Alex Steelsmith’s writing has appeared in USA Today, The Washington Post, The Spectator, Light, Snakeskin, Lighten Up Online, and other venues. He has been a Light featured poet, and a Pushcart Prize and Best of the Net nominee. More of his writing – and his artwork – is at http://www.alexsteelsmith.com/
On an asteroid there was an alien artefact. If such it was… a droid… I’ve no idea, in fact. Its metal (leg?) seemed (deployed?) and so I touched it, but responses lacked.
Once there were women; once I was a man (touching a leg then always brought response) before the search for life and light began to change me into this dark renaissance. The teacup storms on which I’ve tossed, when she or I have bitched and bossed till all the loves I’d ever marked were all the women that I’ve lost. They chose the certainty of Dark over the uncertainty of Light.
The joys of life are what’s uncertain: hopes of what’s behind the curtain, knowing the results will grate of things that you anticipate, knowing your life could be wrecked by what you never could expect. And though you think you’re circumspect, you can’t deflect, inspect, collect. Knowing the harvest is unknown with crops that grew from deeds you’d sown, while all your greatest hopes and dreams will be exceeded by the future’s smallest gleams.

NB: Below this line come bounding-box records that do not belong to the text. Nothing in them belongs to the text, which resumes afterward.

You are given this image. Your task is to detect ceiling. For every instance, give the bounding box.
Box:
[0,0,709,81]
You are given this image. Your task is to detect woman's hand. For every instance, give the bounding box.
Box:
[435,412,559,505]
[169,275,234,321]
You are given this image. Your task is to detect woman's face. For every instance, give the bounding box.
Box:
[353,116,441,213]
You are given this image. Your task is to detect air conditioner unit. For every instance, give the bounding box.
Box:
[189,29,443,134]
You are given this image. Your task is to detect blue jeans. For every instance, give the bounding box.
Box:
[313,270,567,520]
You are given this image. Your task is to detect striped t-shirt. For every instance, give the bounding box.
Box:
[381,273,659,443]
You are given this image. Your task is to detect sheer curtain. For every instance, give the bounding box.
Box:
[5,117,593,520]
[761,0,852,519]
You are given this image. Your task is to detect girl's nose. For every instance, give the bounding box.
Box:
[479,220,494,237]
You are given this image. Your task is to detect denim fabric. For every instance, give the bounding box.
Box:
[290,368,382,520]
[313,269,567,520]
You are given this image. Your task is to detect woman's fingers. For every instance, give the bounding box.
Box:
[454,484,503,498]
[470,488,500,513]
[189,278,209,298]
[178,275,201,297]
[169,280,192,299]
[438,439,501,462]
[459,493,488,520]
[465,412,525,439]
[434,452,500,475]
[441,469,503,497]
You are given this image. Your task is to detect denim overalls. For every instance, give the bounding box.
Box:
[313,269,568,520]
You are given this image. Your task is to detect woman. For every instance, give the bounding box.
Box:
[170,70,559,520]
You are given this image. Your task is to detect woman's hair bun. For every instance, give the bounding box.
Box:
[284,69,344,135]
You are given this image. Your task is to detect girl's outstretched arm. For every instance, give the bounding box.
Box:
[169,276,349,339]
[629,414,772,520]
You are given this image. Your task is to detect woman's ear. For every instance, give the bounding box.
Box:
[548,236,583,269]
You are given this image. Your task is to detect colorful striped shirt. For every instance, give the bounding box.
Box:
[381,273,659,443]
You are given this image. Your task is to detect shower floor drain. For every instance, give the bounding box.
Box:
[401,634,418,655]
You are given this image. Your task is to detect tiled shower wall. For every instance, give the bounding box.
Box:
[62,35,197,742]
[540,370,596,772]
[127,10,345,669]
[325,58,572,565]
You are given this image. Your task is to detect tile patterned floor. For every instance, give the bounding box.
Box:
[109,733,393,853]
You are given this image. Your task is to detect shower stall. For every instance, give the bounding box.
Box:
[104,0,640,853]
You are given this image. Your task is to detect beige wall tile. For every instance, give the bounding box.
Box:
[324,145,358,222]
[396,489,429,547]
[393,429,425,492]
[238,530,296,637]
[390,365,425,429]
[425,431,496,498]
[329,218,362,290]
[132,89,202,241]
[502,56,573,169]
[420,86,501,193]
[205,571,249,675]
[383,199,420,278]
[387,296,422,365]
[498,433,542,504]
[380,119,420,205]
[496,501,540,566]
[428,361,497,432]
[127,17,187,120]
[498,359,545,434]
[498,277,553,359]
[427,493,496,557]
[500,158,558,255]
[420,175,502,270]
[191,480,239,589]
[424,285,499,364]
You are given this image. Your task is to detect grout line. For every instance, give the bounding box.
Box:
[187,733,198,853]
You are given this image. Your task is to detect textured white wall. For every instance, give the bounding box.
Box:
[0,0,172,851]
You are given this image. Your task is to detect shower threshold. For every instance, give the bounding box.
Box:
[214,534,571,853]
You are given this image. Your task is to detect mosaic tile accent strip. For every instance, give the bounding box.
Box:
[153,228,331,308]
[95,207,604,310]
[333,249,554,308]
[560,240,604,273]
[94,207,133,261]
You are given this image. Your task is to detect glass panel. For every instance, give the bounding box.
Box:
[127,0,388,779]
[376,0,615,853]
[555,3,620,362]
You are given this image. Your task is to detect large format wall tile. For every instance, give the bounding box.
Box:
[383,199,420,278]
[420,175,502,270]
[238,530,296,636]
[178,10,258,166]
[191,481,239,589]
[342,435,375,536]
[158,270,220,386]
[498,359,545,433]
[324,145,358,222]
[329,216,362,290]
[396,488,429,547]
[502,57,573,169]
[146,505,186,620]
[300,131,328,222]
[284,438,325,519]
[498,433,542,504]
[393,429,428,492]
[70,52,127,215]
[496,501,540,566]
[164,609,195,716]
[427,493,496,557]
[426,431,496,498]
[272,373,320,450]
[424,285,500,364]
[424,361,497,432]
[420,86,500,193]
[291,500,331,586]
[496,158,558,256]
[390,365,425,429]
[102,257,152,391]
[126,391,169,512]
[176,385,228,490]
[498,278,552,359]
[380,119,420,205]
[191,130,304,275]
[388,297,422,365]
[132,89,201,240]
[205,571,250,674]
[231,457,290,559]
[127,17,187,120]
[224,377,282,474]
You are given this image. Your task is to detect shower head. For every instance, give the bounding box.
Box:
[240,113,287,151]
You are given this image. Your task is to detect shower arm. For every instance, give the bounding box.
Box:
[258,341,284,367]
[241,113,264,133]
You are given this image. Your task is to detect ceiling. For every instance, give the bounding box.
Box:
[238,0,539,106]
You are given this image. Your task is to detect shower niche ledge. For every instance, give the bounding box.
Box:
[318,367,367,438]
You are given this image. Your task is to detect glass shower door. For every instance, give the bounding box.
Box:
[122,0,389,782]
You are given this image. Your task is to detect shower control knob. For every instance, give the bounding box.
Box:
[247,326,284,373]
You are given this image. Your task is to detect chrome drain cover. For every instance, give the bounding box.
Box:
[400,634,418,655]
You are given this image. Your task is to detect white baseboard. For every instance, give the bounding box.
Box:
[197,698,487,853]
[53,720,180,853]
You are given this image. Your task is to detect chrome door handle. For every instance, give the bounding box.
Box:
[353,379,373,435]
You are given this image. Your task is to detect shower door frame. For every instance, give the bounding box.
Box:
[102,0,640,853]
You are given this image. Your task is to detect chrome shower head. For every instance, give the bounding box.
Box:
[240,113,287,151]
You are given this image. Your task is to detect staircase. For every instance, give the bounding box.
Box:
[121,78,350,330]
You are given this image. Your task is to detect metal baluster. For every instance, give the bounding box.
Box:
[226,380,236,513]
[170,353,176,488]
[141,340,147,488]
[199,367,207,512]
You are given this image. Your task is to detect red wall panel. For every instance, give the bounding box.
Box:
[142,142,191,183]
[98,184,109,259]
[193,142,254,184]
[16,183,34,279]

Because change never stops, you find what matters is never really known. You may get verbal assurance of your future status, but was it “throne” or “thrown”? The only certainty would be if, offered immortality, you feared what such an altered world would lose, would save, and chose instead to go into the Dark with furnace no less dark than the grave wherein there lies no risk of further blight. Most people choose the Certainty of Dark over the Uncertainty of Light.
But we who strive to stay alive long enough for rejuvenation hope, hope only, we will thrive, post-humans in a re-Creation, unknowing what our ape-based genes will do with power dominance, with war, with sex, Earth mined and undermined, but glad to take the chance. How else can we see scenes of how it all turns out — destroyed? refined? — unless we scrape through, level up with wounds and scars and watch a world we love and leave behind? So at last I am here, between the stars, transiting the darkness of the Void, the empty galaxy’s apparent night, chanting the mantra that keeps spirits buoyed: Let there be Post-Humanity’s own light!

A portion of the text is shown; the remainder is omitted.